Bisnis.com, JAKARTA – Kementerian Perdagangan (Kemendag) mengungkap formula yang digunakan Presiden Amerika Serikat (AS) Donald Trump dalam menetapkan pengenaan tarif timbal balik atau resiprokal pada sejumlah negara mitra dagang.
Untuk diketahui, Indonesia sendiri terdampak pengenaan tarif resiprokal yang ditetapkan pemerintah AS sebesar 32%.
Direktur Jenderal Perundingan Perdagangan Internasional Kemendag, Djatmiko Bris Witjaksono menjelaskan penerapan tarif resiprokal itu didasarkan pada besaran defisit ataupun surplus yang disumbangkan oleh mitra dagang AS.
“Kenapa resiprokal tarif itu besarannya beda-beda? Jadi tergantung dari besaran nilai defisit atau pun surplus [mitra dagang AS] nanti dibagi dengan nilai ekspor ke AS,” kata Djatmiko dalam konferensi pers, Senin (21/4/2025).
Djatmiko mengatakan, kalkulasi pengenaan tarif resiprokal yang ditetapkan AS ke Indonesia sebesar 32% berasal dari defisit neraca dagang AS terhadap Indonesia sebesar US$18 miliar dibagi dengan total ekspor ke AS sebesar US$28,1 miliar.
Dengan demikian, muncul besaran tarif resiprokal di angka 63,7%. Dalam penetapannya, pemerintah AS memberikan potongan sebesar 50% dari total tarif resiprokal sehingga Indonesia diganjar tarif timbal balik sebesar 32%.
Baca Juga
“Sebagai gambaran angkanya dari mana yang 32% itu? Nah ini gambarannya, jadi ekspor kita US$28,1 miliar, kemudian defisitnya berarti US$18 miliar, impor dari AS US$10,2 miliar sehingga resiprokalnya adalah 63,7 dipotong separuh menjadi 32%,” tegasnya.
Djatmiko menekankan, pemerintah juga menemukan pola serupa pada penerapan tarif resiprokal yang diputuskan AS kepada sejumlah negara. Mulai dari Thailand yang dikenakan tarif resiprokal sebesar 36%, Korea Selatan sebesar 25% dan India sebesar 26%.

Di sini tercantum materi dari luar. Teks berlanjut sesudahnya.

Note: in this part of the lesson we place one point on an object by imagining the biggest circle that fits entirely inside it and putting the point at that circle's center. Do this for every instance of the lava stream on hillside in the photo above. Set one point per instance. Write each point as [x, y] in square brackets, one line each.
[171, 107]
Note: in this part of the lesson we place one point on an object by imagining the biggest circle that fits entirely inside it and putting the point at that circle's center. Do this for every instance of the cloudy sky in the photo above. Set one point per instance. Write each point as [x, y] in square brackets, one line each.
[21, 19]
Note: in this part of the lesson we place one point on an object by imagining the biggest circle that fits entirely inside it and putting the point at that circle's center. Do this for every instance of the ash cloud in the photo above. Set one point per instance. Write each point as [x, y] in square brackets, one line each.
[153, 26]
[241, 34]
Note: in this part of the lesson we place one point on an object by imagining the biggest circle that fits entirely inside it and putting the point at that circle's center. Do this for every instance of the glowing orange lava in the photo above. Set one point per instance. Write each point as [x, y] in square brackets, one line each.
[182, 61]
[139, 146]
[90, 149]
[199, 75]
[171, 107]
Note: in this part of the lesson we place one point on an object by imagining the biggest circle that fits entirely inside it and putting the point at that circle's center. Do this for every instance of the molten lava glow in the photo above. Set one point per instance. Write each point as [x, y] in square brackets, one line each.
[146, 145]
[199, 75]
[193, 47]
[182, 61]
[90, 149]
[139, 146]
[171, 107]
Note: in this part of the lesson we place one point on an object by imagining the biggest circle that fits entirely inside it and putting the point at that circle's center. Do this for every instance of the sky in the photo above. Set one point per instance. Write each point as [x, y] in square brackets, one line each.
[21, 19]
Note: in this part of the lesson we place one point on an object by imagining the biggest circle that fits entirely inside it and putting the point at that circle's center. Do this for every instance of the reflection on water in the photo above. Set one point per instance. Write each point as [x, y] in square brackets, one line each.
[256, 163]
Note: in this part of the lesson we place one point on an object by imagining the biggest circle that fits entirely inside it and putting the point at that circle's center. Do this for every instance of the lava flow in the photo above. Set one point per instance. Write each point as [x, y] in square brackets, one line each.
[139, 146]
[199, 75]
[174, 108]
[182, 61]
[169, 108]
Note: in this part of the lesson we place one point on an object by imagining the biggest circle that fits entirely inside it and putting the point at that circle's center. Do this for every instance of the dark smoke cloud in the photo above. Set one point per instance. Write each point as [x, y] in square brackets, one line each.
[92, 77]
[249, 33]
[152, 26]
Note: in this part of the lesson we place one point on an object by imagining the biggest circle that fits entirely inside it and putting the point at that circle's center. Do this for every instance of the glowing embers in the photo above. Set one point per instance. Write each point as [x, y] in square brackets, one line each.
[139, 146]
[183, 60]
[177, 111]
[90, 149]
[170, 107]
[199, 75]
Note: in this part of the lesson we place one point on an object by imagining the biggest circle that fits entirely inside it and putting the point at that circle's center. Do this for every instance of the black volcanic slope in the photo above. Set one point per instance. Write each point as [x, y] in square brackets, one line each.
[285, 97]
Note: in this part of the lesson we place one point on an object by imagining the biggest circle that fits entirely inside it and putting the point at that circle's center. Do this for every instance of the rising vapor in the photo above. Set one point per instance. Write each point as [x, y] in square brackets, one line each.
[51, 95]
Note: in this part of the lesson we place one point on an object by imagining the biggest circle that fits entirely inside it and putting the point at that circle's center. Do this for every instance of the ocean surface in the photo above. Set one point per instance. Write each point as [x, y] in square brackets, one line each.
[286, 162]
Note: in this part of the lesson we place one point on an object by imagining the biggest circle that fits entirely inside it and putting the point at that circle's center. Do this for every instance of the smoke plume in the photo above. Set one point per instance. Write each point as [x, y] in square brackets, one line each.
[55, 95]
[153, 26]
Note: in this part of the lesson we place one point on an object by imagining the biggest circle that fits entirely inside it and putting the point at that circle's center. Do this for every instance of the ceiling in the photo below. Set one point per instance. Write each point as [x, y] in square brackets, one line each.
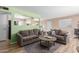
[48, 12]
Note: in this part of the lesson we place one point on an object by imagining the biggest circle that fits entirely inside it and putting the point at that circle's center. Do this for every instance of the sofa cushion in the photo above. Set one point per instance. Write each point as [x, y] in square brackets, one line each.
[24, 33]
[31, 32]
[36, 31]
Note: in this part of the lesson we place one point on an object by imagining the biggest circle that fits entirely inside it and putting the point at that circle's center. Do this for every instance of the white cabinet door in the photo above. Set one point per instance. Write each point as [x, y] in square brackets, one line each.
[3, 27]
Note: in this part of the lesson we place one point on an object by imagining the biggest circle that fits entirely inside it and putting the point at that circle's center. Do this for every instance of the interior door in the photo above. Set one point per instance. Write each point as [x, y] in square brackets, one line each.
[3, 26]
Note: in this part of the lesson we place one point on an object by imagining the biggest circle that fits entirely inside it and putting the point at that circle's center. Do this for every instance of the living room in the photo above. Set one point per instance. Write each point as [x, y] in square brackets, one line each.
[36, 30]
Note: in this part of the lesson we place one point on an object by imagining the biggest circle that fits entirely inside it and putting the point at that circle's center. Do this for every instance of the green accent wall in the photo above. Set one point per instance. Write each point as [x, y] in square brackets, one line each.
[16, 28]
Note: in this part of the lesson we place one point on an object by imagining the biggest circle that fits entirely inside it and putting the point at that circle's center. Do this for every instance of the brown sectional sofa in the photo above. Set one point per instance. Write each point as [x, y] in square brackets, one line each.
[28, 36]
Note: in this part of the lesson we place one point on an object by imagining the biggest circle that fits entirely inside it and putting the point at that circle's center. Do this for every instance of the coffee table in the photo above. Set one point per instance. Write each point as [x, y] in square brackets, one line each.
[47, 41]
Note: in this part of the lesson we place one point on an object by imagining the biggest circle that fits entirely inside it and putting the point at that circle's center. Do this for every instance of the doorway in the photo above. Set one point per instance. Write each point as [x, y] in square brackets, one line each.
[4, 26]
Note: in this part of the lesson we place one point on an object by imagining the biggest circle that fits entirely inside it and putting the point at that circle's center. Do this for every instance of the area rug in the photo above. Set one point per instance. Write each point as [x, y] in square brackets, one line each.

Namun demikian, implementasi tarif Trump yang semula dijadwalkan bakal dilakukan pada 9 Juli 2025 masih ditunda hingga 90 hari ke depan.
Adapun, saat ini pemerintah Indonesia tengah melakukan negosiasi tarif resiprokal dengan AS. Menteri Koordinator (Menko) bidang Perekonomian, Airlangga Hartarto menjelaskan bahwa pemerintah AS memberikan respons yang positif terhadap usulan-usulan Indonesia tersebut sehingga dalam 60 hari ke depan, AS menyatakan kesediaannya untuk menindaklanjuti pembahasan di tingkat teknis guna mencapai solusi yang konstruktif dan saling menguntungkan bagi kedua negara.
Pada kesempatan yang sama, Menko Perekonomian juga mengungkap sejumlah hal yang diusulkan oleh Indonesia dalam negosiasi dengan para pejabat AS, seperti yang sudah tercantum dalam surat resmi bahwa Indonesia akan meningkatkan pembelian energi dari Amerika Serikat, antara lain LPE, crude oil, dan gasoline.
“Indonesia juga berencana untuk memberi produk agrikultur, antara lain gandum, soybean, soybean milk, dan Indonesia juga akan meningkatkan pembelian barang-barang modal dari Amerika. Kemudian, Indonesia juga memfasilitasi perusahaan-perusahaan Amerika Serikat yang selama ini beroperasi di Indonesia, dan tentunya ada hal-hal yang terkait dengan perizinan dan insentif yang diberikan,” jelasnya.